Mr Marshall and Mr Coppel say that the unstated assumptions in abolishing permission-to-appeal hearings are that everything that needs to be said can be reduced to writing, and that reading is the same as listening.

“It cannot and it is not. The very notion of justice embodies those whose rights are determined being listened to by those who determine them.”

Further, abolishing permission-to-appeal hearings impedes the right of access to the Court of Appeal: “It cannot be squared with authority such as UNISON,” they say.

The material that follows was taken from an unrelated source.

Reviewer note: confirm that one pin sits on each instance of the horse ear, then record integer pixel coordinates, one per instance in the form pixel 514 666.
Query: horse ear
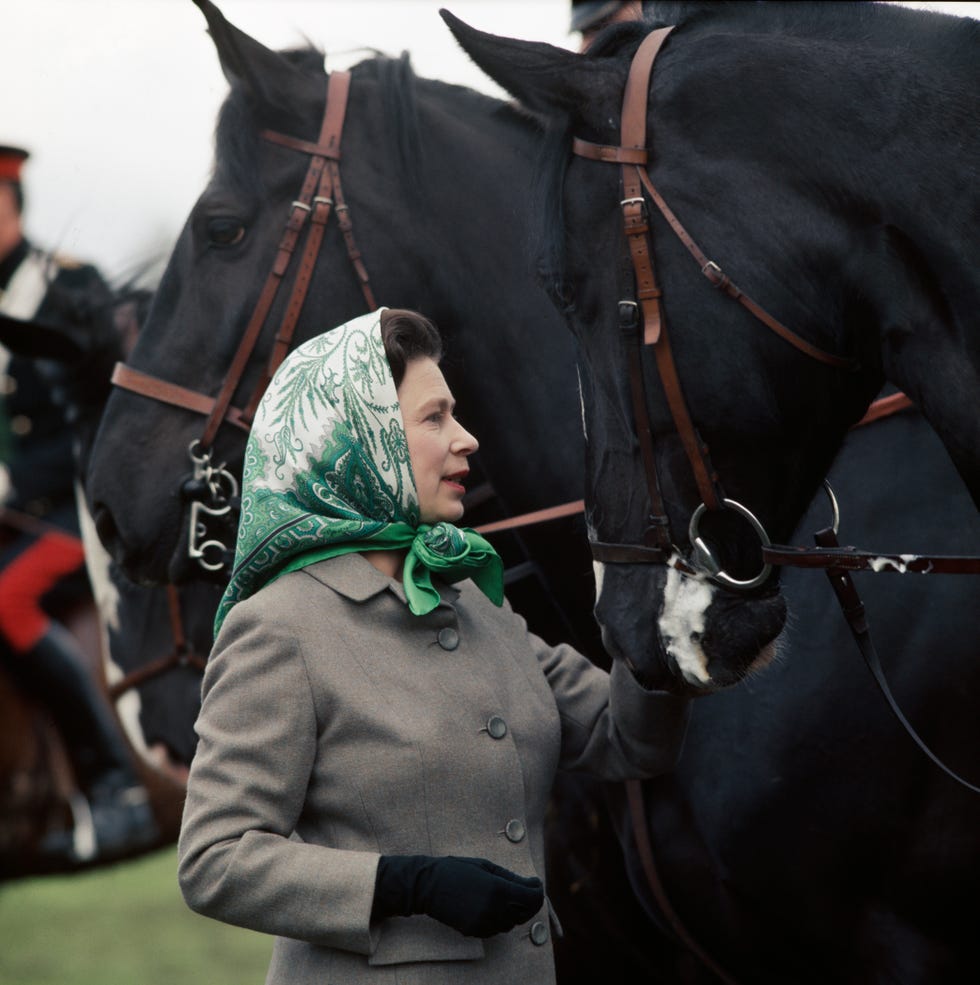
pixel 36 340
pixel 546 80
pixel 268 77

The barristers also express concern that, as a result of the Courts and Tribunals (Judiciary and Functions of Staff) Act 2018, the rules of court may provide for judicial functions to be exercised by a person who does not hold judicial office.

“The grandeur of the great hall of the Royal Courts of Justice will be cold comfort to those whose appeal rights are reduced to whatever a faceless functionary fits onto an A4 sheet.”

    Readers Comments

  • Victor Lilley says:

    Perhaps they, or someone else, would give an opinion on the right to challenge unsealed applications BEFORE they are accepted and sealed.
    The court does reject application notices sometimes, so it is an Administrative decision and hence subject to natural justice “hear the other side”. I’ve had applications against me to strike out being sealed, without giving me a chance to challenge, that fail to disclose adequate reasons, dishonestly, that intend to put me at risk of loss to being struck out. Also, Fraud by failing to disclose information s3, Fraud Act 2006. Any such decision is void being contra. Natural Justice, Ridge v Baldwin (1963) page 10 and void by fraud “fraud unravels everything”.